Şark Oyunları
Yazar: Funda SularözŞark Oyunları ile Bulgaristan'ın Sofya şehrinde yaşayan ve içsel yolculuğunda kaybolmuş bir adam üzerinden, günümüz Bulgaristan'ın ruhsal ve siyasal vücudunda bir keşfe çıkıyoruz.
Aslında Balkan Sineması'nı vizyonda görme şansımız pek yoktur, ancak festivallerde bu sinemanın örnekleri meraklılarına ulaşır. Fakat Şark Oyunları'nda ülkemizde çokça sevilen 3 Türk oyuncu yer alınca, film bu hafta az sinema salonunda da olsa izleyiciyle buluştu.
Ülkemizde ve dünyada önemli festivallerde gösterilen ödül sahibi Şark Oyunları, genç yönetmen Kamen Kalev'in ilk filmi. Uyuşturucudan kaçarken alkolik olan, hayatını marangozluk yaparak devam ettiren Itso isimli gencin hikayesini, yönetmenin bunaltıcı görüntü ve renklerle yansıttığı Sofya sokakları çevreliyor.

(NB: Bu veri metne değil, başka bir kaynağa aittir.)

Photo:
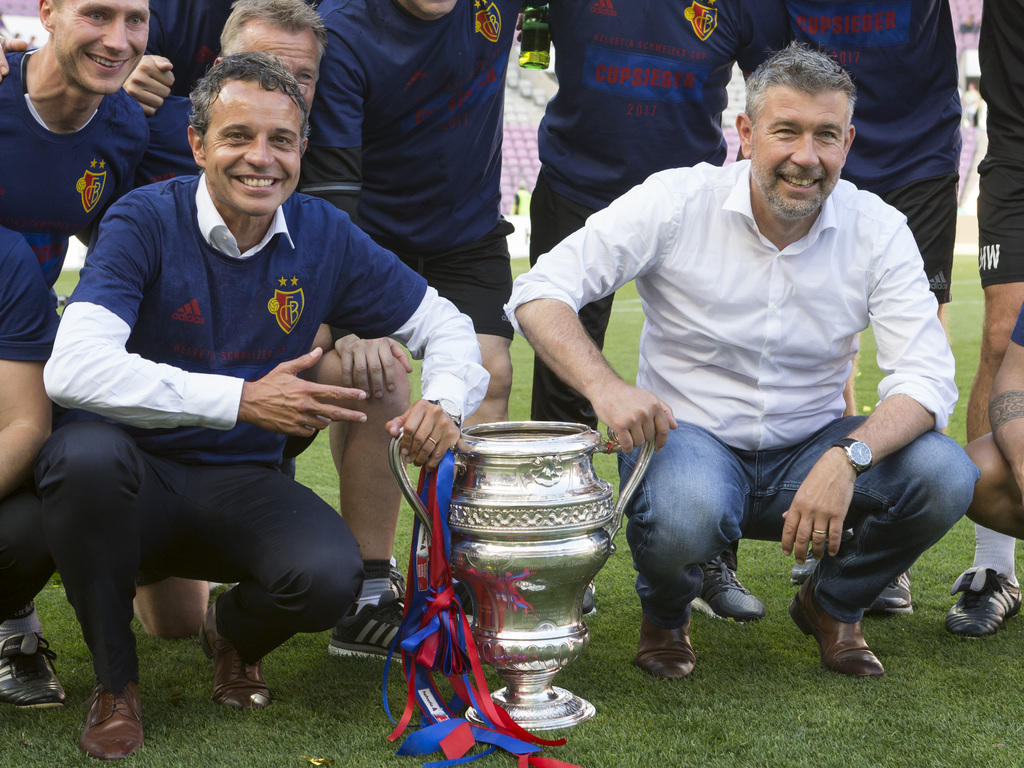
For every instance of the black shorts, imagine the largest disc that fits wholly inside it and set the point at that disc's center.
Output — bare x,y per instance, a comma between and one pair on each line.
475,276
930,207
1000,221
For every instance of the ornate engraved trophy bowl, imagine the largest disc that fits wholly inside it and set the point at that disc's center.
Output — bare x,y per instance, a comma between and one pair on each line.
531,525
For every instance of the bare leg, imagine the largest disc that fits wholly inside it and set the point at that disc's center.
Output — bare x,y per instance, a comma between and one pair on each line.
498,360
172,607
996,503
370,498
1003,302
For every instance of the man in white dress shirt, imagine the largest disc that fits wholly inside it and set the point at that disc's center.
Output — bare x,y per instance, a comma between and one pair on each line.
755,281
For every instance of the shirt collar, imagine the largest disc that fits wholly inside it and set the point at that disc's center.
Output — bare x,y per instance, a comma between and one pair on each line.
215,231
739,202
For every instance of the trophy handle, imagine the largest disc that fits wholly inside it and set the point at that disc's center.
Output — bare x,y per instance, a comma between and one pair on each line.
626,493
398,469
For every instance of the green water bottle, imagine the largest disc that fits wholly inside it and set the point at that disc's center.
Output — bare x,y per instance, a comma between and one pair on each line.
535,51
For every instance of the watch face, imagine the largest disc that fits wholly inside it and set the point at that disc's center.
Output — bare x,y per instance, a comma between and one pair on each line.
860,454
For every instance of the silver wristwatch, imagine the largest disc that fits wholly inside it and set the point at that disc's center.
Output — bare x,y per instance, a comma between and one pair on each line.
857,453
452,409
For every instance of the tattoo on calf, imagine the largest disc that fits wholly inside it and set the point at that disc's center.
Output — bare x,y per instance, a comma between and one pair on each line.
1006,407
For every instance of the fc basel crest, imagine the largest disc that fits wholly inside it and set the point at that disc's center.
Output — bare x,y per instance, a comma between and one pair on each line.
704,18
287,307
90,186
488,19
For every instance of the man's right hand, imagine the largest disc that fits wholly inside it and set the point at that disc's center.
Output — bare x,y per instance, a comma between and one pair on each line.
634,415
282,401
9,45
151,83
372,365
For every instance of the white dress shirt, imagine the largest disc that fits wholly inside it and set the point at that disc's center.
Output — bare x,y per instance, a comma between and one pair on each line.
753,343
90,368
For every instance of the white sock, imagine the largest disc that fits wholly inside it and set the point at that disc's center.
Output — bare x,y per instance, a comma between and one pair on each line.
22,623
994,551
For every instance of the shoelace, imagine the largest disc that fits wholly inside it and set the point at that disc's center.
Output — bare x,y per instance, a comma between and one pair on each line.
32,665
726,576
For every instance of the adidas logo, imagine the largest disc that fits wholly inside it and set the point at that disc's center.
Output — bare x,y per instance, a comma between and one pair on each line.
939,282
189,313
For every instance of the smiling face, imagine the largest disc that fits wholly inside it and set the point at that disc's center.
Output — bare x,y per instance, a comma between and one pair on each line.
96,43
297,50
797,148
251,156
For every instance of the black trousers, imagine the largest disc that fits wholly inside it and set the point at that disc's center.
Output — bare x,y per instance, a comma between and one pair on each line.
26,565
552,218
111,510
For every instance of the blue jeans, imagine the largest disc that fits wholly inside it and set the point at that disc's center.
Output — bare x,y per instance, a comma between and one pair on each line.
698,496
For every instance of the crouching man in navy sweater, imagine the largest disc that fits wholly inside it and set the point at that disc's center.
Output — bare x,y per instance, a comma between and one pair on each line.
182,353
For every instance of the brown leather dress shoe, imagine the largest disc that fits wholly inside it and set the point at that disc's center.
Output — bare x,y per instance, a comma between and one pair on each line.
665,653
235,683
842,644
113,726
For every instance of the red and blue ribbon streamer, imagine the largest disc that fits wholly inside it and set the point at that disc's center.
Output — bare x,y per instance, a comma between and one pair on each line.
434,638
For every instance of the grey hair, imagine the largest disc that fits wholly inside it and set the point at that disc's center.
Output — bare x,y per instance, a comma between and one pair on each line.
803,69
293,15
263,69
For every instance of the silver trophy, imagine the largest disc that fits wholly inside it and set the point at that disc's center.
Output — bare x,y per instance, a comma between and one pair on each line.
531,525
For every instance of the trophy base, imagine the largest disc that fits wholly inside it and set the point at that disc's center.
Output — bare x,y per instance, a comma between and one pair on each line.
556,709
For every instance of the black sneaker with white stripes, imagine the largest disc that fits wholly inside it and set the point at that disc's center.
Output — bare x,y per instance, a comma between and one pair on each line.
988,600
27,677
370,631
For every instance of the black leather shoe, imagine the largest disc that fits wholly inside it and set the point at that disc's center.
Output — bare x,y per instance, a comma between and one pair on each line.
235,683
666,653
113,726
842,644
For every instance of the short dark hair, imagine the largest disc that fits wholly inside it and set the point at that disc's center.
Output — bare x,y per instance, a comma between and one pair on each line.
803,69
263,69
293,15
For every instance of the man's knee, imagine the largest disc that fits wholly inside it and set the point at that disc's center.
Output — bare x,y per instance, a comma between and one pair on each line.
89,461
330,579
943,472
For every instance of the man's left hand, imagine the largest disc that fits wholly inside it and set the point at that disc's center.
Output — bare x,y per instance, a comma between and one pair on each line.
818,510
427,432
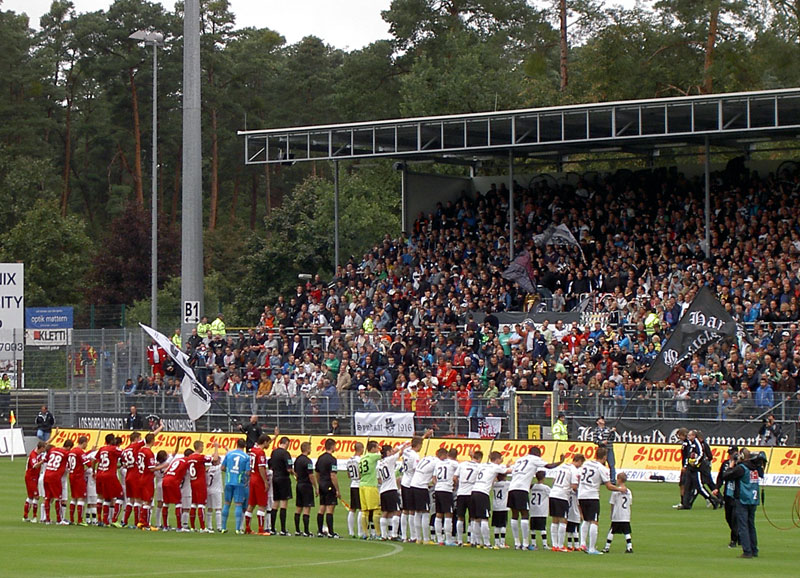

Zanaatkar hayatında içindeki sanatçıyı ortaya çıkaramayan, sevgilisine çiğnenmiş sakız üzerindeki sinek muamelesi gösteren Itso, tüm yalnızlığının ve karanlıktan çıkamayacağının inanışının (belki de bilincinde olup) ortasında, özellikle Türk ve Çingeneler'den nefret eden Neo-Naziler'in maşa görevi gören sokak serserisi topluluklarına kardeşini kaptırmak üzeredir. Itso'nun kardeşi için sokaklar, babası ve anlaşamadığı ikinci eşinden kaçışken; vahşetin içinde olmakla, bir topluluğa ait olmadan yalnız kalmak arasında kalmıştır.
Almanya'ya giderken bir gece geçirmek için Sofya'da kalan Türk ailenin, kardeşininin de birlikte olduğu topluluk tarafından saldırıya uğramasıyla Itso aileye yardım eder ve Işıl ile tanışır. Itso için bu karşılaşma aslında bir başlangıç da olacaktır.
Varoluşsal ve politik duruşları simgeleyen tüm karakterlerin birbirlerine önyargılı ve tamamen empatisiz yaklaşımları, Işıl ve Itso arasında yoktur. Işıl, Itso'nun karanlıktaki parıltısı olacaktır. Film de Itso'nun Işıl'ın ardından geldiği İstanbul görüntüsüyle son bulur. Yönetmen filmin tüm daraltan atmosferine rağmen içimize bir umut tohumu atarak filmi sonlandırıyor.
Fakat gerçek hayatta; filmin başrol oyuncusu Christo Christo'nun (Itso) filmden sonra uyuşturucu yüzünden hayatını kaybetmesi, Itso karakterinin iç çatışmalarını bizim için daha inandırıcı kılarken, filmdeki umuda dair inancımızı sarsıyor.
Şark Oyunları'nın hikayesi ve görüntülerinin ötesinde bir diğer güçlü tarafının müzikleri olduğunu da belirtmeli. Filmin başından ekranın kararmasına kadarki tüm süre içinde müzikler filmi çok daha etkileyici kılıyor.
Sonuç olarak Itso'nun kayboluş hikayesi, özellikle orta yaşa gelmiş adamlara -ve tabi çoğumuzun bir zaman yaşadığı gibi- kendi karanlık dönemlerine dair hatırlatmalar yapması açısından etkili olurken, Şark Oyunları günümüz Bulgaristan toplumuna ayna tutması açısından önemli bir noktada duruyor.